In 2007, a Washington, DC cab driver inspired me to quit my job to find my purpose.
I can still hear the menacing dial tone in my brain to this day and the advice, oh God, the advice. “If you keep your hand on the button in the phone cradle and don’t put the handset down you can make almost 10 more cold calls in an hour,” they’d say. “Swallow the frog, Zach, and just make the call,” they’d repeat. “If you throw enough %&^@ at the wall something will stick!” “Hey, Are you leaving for the day already?”
It was 6:00 p.m.
Remembering it now, that back wall of the anonymous grey cubicle, in that anonymous Washington, DC suburb seemed dirty, almost stained. Probably worn out by the four or five radio advertising salespeople promised high commissions that had come before me; probably in that same year.
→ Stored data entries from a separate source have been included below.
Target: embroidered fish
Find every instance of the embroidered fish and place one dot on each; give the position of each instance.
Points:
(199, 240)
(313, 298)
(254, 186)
My mornings went something like this:
“Hi this is Zach from [DC Radio Station], are you looking for – [click].”
“Hi this is Zach from [DC Radio Station], are you looking for – ” “%^*& you, don’t call again.” [click].
“Hi – [click].”
Not exactly the type of work that shakes you out of bed in the morning.
I literally sold air.
But hey, this is what I was supposed to do. Put it my time, work my way up the ladder, buy a new car, get a big house, have a family, and retire. People told me this was a good job. My parents were so proud I had even gotten a job. The guy at my college career center got to add me to the job placement statistics, and the girl I was dating at the time thought it was so cool I got to work at a radio station. At happy hours, I could tell people, “I’m in advertising.”
I even got to wear a suit!
Screw that suit.
It was wool and I had to wear it every damn day, even in the middle of July, in DC. What’s the problem with that you might be asking? Well, the problem was I was driving a 1998 Jeep Cherokee with the added recent-college-graduate feature of no air conditioning and driving inside, outside, and around the beltway to sales calls all day.
Ironically, when I was in college, I virtually picked my career in advertising based on the idea of wearing that suit and driving around to sales calls – it sounded cool. It’s funny how when you idolize something material, when you actually acquire it, you realize how stupid it was to ever idolize it.
For any graduating college students out there reading this blog, what I am about to tell you next, I do NOT condone! I was so drained in my job that sometimes I would leave for two to three hours at a time, go to a sales call, and then go sit at a park – Gravelly Point right near Reagan National Airport. I would just sit there on the hood of my jeep and fantasize about what all of the people coming and going on those planes did. Were they happy? Fulfilled? Did they all really have jobs like mine? Is this really what it’s all about?
Gosh, I loved that park. If there is one thing I miss about the hairball that is the beltway, it’s that park. You can be nobody and everybody there. Just get lost in watching those planes come and go.
That’s exactly where I was the moment I woke up and realized that there was another way to live and work: An alternative to the drudgery, a different outlook, and a different perspective.
One day, just like all of the others, I parked the old Jeep and watched the planes. That was when a cab pulled into the park (which they normally did if they were picking up at the airport). The driver got out, lit up a cigarette, looked up at the sky and grinned. I tried not to make eye contact for the fear of having to do small talk, you do NOT make small talk in DC.
He had other plans.
How’s work today?” I remember him asking.
“Okay.” I grumbled. “Almost the weekend.” (It was Monday). “How about you?” I obliged back.
“Great,” he said, genuinely. I was perplexed. He continued, laughing, “I get to drive a car around and talk to new people every half-hour. Can’t beat it.”
He was serious. For some reason, I expected this cab driver to absolutely hate his job. He loved it. You see, he wasn’t just a cab driver. He never said “Hey, I get to be a cab driver!” He said that he gets to drive a car around and talk to new people every half-hour. It just happens that he was a cab driver.
He understood the purpose of his work. Why didn’t I have that? I wanted that. Could I have that?
I went back to the station and quit my first job out of college before a year was up. “Just stay at least a year, it will look better on your resume,” they told me. But in that moment, I decided that my soul is far more important than a PDF file with a list of accomplishments.
And yes, I am okay. A bit obsessed with the idea of living and leading with purpose, but I’m fine.
Ever since that small, anonymous moment talking with that cab driver I have been engrossed with the idea of how meaning and purpose can transform our lives and our work.